Eddie Jones and England have arrived in Australia for a tour that will not, as much as many fans and pundits think it should, decide his future as head coach.
Jones will remain in charge until the end of next year’s World Cup in France, taking him to eight years and two global tournaments in the job. It has been a tumultuous time of highs and lows, of player and staff turnover. And while this tour may have minimal bearing on his job security, it will set the tone for how this final chapter goes.
Despite having his wings clipped a few times over the years, Jones remains extremely powerful at Twickenham. And the one man he reports to, CEO Bill Sweeney, is currently recovering from a pulmonary embolism. The good news for Sweeney is that the picture of life after Jones — a sticking point throughout his tenure — is looking a little clearer now.
In Steve Borthwick, a realistic candidate has emerged from the Premiership. The ex-England captain is just 42, but has done a fine job to guide Leicester to the title this year. Borthwick worked under Jones with Japan and England and took the Tigers job at a low ebb. Not even he can believe how quickly he has turned things around.
He heads a cabal of younger English coaches making their mark, with Alex Sanderson (Sale) and George Skivington (Gloucester) also impressive in different ways. So whatever happens with Shaun Edwards, who the RFU have made a habit of avoiding, there are English options for England’s coaching staff when Jones goes.
For the next 18 months it is all about Jones, though. England landed in Perth, where it has been raining for once, this week, and were straight into the Indian Ocean for a team-building dip. For what feels like the umpteenth time in his reign, Jones is having to pull a slightly disparate group of old and new faces.
Australia have been his favourite opponents, with eight wins from eight.
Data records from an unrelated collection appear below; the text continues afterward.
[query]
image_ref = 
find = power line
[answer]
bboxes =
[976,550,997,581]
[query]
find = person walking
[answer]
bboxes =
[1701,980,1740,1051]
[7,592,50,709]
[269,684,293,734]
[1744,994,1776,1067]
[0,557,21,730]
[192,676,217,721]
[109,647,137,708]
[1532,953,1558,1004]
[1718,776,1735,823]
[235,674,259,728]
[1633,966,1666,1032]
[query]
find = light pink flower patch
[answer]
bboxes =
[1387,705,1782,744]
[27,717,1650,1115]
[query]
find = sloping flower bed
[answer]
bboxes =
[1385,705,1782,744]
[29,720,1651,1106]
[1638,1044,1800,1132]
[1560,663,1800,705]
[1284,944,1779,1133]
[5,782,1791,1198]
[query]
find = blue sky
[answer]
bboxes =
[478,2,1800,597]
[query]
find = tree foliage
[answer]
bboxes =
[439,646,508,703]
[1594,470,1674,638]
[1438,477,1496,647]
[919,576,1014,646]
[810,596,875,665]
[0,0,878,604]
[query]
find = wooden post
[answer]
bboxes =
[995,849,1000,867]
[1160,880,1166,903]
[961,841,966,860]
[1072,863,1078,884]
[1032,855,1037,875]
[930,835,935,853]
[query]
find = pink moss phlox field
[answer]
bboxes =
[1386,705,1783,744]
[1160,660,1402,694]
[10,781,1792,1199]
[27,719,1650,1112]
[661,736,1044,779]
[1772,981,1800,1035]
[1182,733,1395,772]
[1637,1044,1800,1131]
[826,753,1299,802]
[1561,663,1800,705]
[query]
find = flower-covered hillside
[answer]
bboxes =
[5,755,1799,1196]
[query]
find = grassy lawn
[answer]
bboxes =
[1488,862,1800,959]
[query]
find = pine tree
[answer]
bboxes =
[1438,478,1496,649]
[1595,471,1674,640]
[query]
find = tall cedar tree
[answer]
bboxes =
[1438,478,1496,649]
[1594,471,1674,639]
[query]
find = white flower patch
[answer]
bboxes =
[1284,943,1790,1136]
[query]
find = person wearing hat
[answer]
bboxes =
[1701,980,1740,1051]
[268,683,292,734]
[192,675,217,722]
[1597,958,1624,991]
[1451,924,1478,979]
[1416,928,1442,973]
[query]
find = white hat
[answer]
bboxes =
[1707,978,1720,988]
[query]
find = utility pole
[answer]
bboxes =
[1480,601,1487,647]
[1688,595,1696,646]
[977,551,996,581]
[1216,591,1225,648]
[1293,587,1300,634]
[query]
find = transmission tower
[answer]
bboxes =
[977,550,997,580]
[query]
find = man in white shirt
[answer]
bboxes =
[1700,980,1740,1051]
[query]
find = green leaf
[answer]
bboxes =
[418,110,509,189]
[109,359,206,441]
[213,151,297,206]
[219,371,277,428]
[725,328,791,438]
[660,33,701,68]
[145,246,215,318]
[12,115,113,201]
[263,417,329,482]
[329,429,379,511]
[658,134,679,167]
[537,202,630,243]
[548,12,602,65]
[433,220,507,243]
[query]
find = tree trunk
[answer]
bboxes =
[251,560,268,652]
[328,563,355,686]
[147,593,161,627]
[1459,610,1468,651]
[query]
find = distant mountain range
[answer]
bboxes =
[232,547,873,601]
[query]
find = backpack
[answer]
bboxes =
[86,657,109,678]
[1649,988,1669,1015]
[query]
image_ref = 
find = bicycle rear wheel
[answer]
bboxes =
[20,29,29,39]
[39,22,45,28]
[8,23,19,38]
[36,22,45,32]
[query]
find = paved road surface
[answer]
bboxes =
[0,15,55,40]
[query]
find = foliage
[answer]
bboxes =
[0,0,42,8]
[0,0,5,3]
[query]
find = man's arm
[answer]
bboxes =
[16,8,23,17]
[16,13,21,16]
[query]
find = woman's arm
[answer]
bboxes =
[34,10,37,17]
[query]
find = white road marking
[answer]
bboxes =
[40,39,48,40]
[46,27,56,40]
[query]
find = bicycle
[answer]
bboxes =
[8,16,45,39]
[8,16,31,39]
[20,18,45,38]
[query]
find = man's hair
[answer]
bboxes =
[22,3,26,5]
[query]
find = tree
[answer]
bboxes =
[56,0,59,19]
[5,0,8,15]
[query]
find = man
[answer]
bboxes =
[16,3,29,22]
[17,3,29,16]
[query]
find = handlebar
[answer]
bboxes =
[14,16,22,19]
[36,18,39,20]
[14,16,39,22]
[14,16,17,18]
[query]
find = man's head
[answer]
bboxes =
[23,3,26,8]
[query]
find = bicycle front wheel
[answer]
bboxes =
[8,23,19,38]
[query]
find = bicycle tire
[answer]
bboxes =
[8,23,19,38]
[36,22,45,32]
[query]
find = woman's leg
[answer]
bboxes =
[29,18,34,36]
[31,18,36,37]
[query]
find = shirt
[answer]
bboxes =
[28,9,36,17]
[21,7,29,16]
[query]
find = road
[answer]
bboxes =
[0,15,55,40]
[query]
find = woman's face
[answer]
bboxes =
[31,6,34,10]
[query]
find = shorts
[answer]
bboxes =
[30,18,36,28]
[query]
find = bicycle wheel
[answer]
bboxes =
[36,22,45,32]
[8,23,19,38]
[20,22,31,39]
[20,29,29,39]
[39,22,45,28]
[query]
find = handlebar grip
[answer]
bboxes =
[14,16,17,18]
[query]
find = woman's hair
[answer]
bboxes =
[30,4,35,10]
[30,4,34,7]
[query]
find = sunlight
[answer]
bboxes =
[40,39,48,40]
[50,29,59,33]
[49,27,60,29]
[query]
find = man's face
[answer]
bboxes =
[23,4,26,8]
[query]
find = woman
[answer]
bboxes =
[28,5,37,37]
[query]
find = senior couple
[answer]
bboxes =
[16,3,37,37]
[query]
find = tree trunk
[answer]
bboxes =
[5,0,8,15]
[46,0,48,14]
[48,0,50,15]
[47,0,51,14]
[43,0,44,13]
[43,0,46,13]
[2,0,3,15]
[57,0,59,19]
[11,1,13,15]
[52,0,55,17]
Half of those have represented real high points — the whitewash tour of 2016, the World Cup quarter-final romp in Oita — and he has always understood how to play the wind-up merchant in Australia week. In 2016, he memorably banged on about he Bodyline series to the general bafflement of his players.
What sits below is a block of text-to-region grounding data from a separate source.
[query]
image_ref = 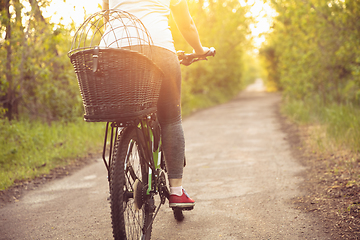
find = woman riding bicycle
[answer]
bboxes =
[102,0,210,208]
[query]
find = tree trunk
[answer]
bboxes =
[28,0,46,22]
[3,0,15,120]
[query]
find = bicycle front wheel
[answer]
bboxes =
[110,126,153,240]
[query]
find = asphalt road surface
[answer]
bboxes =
[0,80,330,239]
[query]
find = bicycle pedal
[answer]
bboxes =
[183,206,194,211]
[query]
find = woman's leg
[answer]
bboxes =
[142,47,194,207]
[151,47,185,185]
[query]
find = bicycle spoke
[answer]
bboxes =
[127,165,139,183]
[124,201,143,238]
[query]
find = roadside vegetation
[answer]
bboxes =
[0,119,104,190]
[283,99,360,154]
[260,0,360,181]
[0,0,256,190]
[260,0,360,237]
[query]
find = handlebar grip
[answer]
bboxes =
[177,47,216,66]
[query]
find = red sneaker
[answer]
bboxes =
[169,189,195,208]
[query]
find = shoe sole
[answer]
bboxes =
[169,202,195,208]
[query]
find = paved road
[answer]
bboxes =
[0,81,330,239]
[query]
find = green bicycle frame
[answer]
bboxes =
[139,119,162,195]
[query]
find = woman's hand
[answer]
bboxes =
[194,47,210,56]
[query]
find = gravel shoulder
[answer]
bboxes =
[280,115,360,239]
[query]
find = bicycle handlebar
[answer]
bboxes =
[177,47,216,66]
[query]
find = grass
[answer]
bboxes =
[281,98,360,183]
[282,98,360,153]
[0,118,105,190]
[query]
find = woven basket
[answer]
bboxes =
[70,48,163,122]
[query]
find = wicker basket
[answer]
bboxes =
[70,48,163,122]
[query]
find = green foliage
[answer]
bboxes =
[259,43,280,92]
[261,0,360,104]
[0,118,104,190]
[260,0,360,154]
[0,0,82,121]
[170,0,254,113]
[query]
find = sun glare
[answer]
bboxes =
[43,0,102,26]
[44,0,275,52]
[246,0,277,50]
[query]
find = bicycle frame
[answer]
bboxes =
[137,117,163,196]
[102,116,165,197]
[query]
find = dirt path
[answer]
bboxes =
[0,82,332,239]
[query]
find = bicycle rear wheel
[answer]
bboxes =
[110,126,153,240]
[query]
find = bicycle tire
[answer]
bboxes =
[110,126,153,240]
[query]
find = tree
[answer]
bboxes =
[0,0,82,121]
[261,0,360,105]
[0,0,15,119]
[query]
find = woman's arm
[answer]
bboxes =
[170,0,208,55]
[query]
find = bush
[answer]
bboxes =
[0,118,104,190]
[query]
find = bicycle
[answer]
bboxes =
[68,10,215,240]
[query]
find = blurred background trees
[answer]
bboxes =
[4,0,359,137]
[0,0,82,121]
[260,0,360,151]
[260,0,360,105]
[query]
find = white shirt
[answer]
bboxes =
[103,0,181,53]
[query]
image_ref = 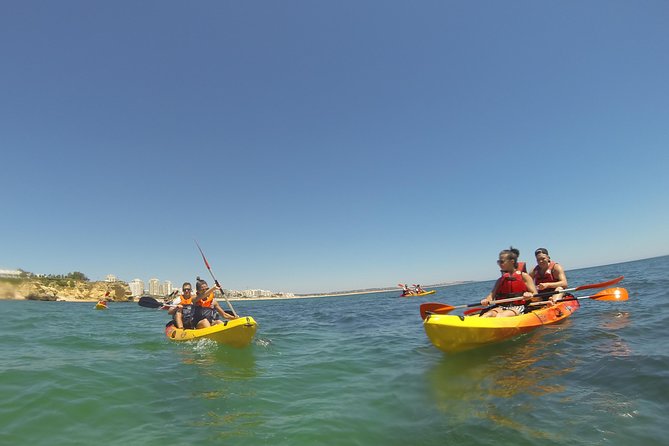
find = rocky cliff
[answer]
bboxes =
[0,279,132,301]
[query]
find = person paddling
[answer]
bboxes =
[530,248,568,304]
[480,247,538,317]
[192,277,237,328]
[400,284,415,296]
[167,282,195,329]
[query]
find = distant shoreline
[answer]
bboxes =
[0,283,466,303]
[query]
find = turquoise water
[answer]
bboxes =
[1,256,667,445]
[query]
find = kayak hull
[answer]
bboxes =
[95,303,107,310]
[423,300,580,353]
[165,316,257,348]
[401,290,436,297]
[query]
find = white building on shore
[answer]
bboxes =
[129,279,145,297]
There has been little of those histrionics before this tour, Jones keeping his answers simple and not spiky, perhaps a recognition that things are not going that well. England finished with two wins from five for the second successive Six Nations and have just suffered a humbling loss against the Barbarians.
The scene was similar four years ago, England had a transformational series in South Africa, losing 2-1 as Jones entered the final phase of the World Cup cycle. Staples of the early part of his tenure — Dylan Hartley, Chris Robshaw, Mike Brown, James Haskell — either reached the end on that tour, or the beginning of the end. Tom Curry was the one diamond to emerge, and proved a catalyst for improvement.
This time, Jones has gone in a different direction. While there are eight uncapped players, he has gone back to a few he suggested he had moved on from. Recalled are Danny Care, 35, who last played in 2018, and Mako and Billy Vunipola, 31 and 29 respectively, who last played in the 2021 Six Nations. Others dropped after that tournament, like Jamie George and George Ford, have returned since then, too. Elliot Daly has been back in and out again.
For all the losses and the class acts Jones continues to overlook, there is plenty of quality in this England squad
Jones’s position is weakened by a series of injuries to important players. Kyle Sinckler is his only Test class tighthead. The absence of Sam Simmonds and Alex Dombrandt leaves Vunipola as the only specialist No8. In the midfield, George Ford, Henry Slade and, most damagingly, Manu Tuilagi, are all injured. Ben Youngs has been rightly rested to be with his family, and to get a full pre-season ahead of a campaign that, at 33, will test him.
This is England, though, so for all the losses and the class acts he continues to overlook, there is plenty of quality in the squad, and exciting combinations to explore, not least Marcus Smith and Owen Farrell in the midfield, with Joe Cokanasiga roaming beyond them.
In the 2019 cycle, a squad refreshed on the South Africa tour started to click in the 2018 autumn internationals, put in some outstanding showings in the Six Nations that followed, then spent three months working together before the World Cup. That is the blueprint for Jones, and it starts now.